The h(t) vector is the output at time t. The use of h to stand for output is historical; years ago mathematicians often expressed a function using g for input and h for output. Unfortunately, much LSTM documentation incorrectly refer to h(t) as the "hypothesis" or "hidden" state. Dealing with inconsistent and often incorrect vocabulary is a significant challenge when working with LSTM networks.

The c(t) vector is the internal cell state of the LSTM cell. It's essentially a representation of the memory of all previous input values. To recap, an LSTM cell uses the current input x(t), the previous output h(t-1) and the previous cell state c(t-1) to compute a new output h(t) and update the cell state c(t). The mechanism is truly remarkable and is not at all obvious even to highly experienced machine learning experts.

Inside the LSTM cell, the objects labelled f(t), i(t), g(t) and o(t) are called gates. You can think of them as analogous to valves in a water irrigation system. The values can be adjusted to control how much water/information is accepted and retained by the LSTM cell.

The six math equations at the bottom of Figure 1 are equivalent to the diagram in the top part of the figure. Unless you're used to dealing with math equations, they probably look very confusing. However, to an engineer with a math background, the equations are an exact blueprint and instructions for creating the underlying LSTM code.

In the equations, there are several quantities indicated by a capital W. These are weight matrices. The behavior of an LSTM cell is determined by the input value and the values of the weights.

To understand LSTM weights, consider a crude equation to predict the probability that a person is a male, like p = (0.08 * age) + (0.13 * sex) + (-0.22 * education). The age, sex and education represent input variables. The weights are 0.08, 0.13 and -0.22. Suppose age = 30, sex = 0, education = 10. Then p = (0.08)(30) + (0.13)(0) + (-0.22)(10) = 0.20 so the probability that the person is male is 0.20 and therefore you'd conclude the person is female. The weight values determine the behavior of the system.

LSTM weights are conceptually the same but there are many, many weight values (often millions) and they're stored in matrices. The values of the weights of an LSTM network are determined by using a large set of training data that has known input values and known correct output values. The weight values are iteratively adjusted until the predicted output values on the closely match the known correct output values.

Creating an LSTM Prediction System
It's rarely feasible to implement an LSTM network from scratch using a programming language. Most major neural network code libraries, such as PyTorch, TensorFlow, and Keras, have built-in LSTM functionality. These libraries are called using the Python programming language. But even so, creating an LSTM prediction system is quite challenging.

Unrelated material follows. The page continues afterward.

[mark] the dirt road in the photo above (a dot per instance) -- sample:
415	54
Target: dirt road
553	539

Part of the code for a simplistic sentiment prediction system using the PyTorch neural network library looks like:

def __init__(self):
  # embedding_dim = 8
  # state_dim = 14
  # vocab_size = 27
  # label_size = 3  
  super(LSTM_Net, self).__init__()
  self.embed_layer = T.nn.Embedding(27, 8) 
  self.lstm_layer = T.nn.LSTM(8, 14)
  self.linear_layer = T.nn.Linear(14, 3)

The embedding_dim (8) is the number of values that represent each word. The state_dim (14) is the size of the internal cell state memory, and also the output vector. The vocab_size is the total number of different words that the system can recognize. The label_size (3) is the number of possible final output values (negative, neutral, positive). In a realistic scenario the embedding_dim would be about 100, the state_dim would be perhaps 500, and the vocab_size might be roughly 10,000.

The amount of time required to create a realistic LSTM sentiment analysis system varies wildly depending mostly on the complexity of the source training data and the level of experience of the machine learning engineer. But as a very rough rule of thumb, developing a sentiment analysis system might take approximately four man-weeks.

It's Not All Unicorns
LSTM networks are just one type of a family of similar networks, all called recurrent neural networks. The term comes from the fact that the previous cell state and output values feed back into the network and are used as input values for the next word in a sentence. Although there are many types of recurrent neural networks, the two most common are LSTMs and GRUs (gated recurrent units).

LSTM networks are often extremely good at NLP problems that predict a single output, such as a sentiment of negative, positive, or neutral. But LSTM networks have been less successful at predicting multiple output values. For example, you can create an LSTM network that translates from English to Spanish. The input is a sequence of English words and the output would be a sequence of Spanish words. For such sequence-to-sequence problems, even though LSTM networks can be successful, a new type of network called attention Transformers are being increasingly used.